一方、ネット空間の某所では、一つの”総括”が行われていた。
”峰岸康衛の妨害により、「生体キャリアスキーム」の実験は、その最終結果の確認には至らなかった。
しかしながら、霊体集積場(通称ホットスポット)への霊体の誘導、集積、位置情報アプリ干渉による生体の誘導、憑依、最適憑依数の確認、生体解放後の行動確認等については、一定の成果が見られた。今回の対象のような霊的プロテクションを受けている者以外には、成功の可能性は十分にあるものと評価する。
引き続き、「生体キャリアスキーム」の実験を継続する。なお、実験母数を確保するために、対象数を拡大する。

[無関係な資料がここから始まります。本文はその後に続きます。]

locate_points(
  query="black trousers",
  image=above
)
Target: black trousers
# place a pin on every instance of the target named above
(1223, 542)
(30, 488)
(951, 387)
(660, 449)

"
数日後。
峰岸はどことなく憂鬱な面持ちで、テレビを見ている。
(憑依した人を沢山集めるか、既に集積場にしておいた場所に沢山人を集めるのか、色んなやり方があるだろうな。いずれにしても、こんな場所も、とっくの昔に巨大な”交換場”になっていたのかもしれないな……。)
「はい、今、私は渋谷駅前の交差点に来ています。皆さん、思い思いのコスチュームで、ハロウィーンナイトを楽しんでらっしゃいますよ。本当、色んなキャラクターがあって、カラフルで楽しそうですねー。いやいや、それにしても、物凄い数の人、人、人です……」
[了]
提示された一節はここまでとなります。